Defendants installed Facebook’s Meta Pixel tracking tool on their websites to intercept and send plaintiffs’ private information to third parties such as Facebook and Google, the complaint said. The Pixels track users as they navigate a website, logging which pages they visit, each button click and what information they provide on online forums, the complaint said. Pixels send information to Facebook via scripts running in a user’s internet browser so each data packet is labeled with an IP address that can be used with other data to identify a particular household, it said.

When users also have a Facebook account, the IP address is linked with their personal Facebook ID, which the social media platform uses to identity individuals, the complaint said. Plaintiffs using the healthcare sites’ websites thought they were communicating solely with their trusted healthcare providers and their PHI was secure, but in exchange for installing the Pixels, Facebook provides the healthcare sites “analytics about the advertisements they have placed,” plus tools to target people who have visited their sites, it said.

Information tracked via Meta Pixels includes health conditions such as diabetes, AIDS or COVID-19 diagnoses, allergies, procedures and test results, said the complaint. Plaintiffs had their PHI “harvested by Facebook” without their consent when they entered their information into the healthcare companies' websites, and they continued to have their privacy violated when their private information was used “to turn a profit” via targeted advertising related to their medical conditions and treatments sought, it alleged.

California plaintiffs claim violation of California’s Confidentiality of Medical Information Act, Invasion of Privacy Act and Unfair Competition Law, plus larceny/receipt of stolen property, and invasion of privacy under the state's constitution and common law.
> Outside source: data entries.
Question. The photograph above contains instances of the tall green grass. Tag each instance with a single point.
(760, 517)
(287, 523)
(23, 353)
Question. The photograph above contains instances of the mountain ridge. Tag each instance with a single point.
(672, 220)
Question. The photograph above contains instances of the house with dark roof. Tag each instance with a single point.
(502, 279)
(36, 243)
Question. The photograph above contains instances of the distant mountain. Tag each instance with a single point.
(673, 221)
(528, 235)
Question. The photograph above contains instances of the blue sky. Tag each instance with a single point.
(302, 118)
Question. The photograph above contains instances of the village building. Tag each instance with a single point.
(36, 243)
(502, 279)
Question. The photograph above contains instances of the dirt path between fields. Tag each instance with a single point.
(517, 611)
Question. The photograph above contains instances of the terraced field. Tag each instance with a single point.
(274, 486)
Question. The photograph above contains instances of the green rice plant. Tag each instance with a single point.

The Florida plaintiff claims violation of the Florida Security of Communications Act and Deceptive and Unfair Trade Practices Act. All plaintiffs claim invasion of privacy and intrusion upon seclusion, negligence, breach of contract and unjust enrichment.

Plaintiffs seek an order preventing defendants from sharing their private information, a requirement that defendants alert their website users about what information is being shared; a way to opt out for users who don’t want their information tracked; an order requiring defendants to delete, destroy and purge users’ private information; actual and statutory damages; and other equitable relief, plus attorneys’ fees and legal costs.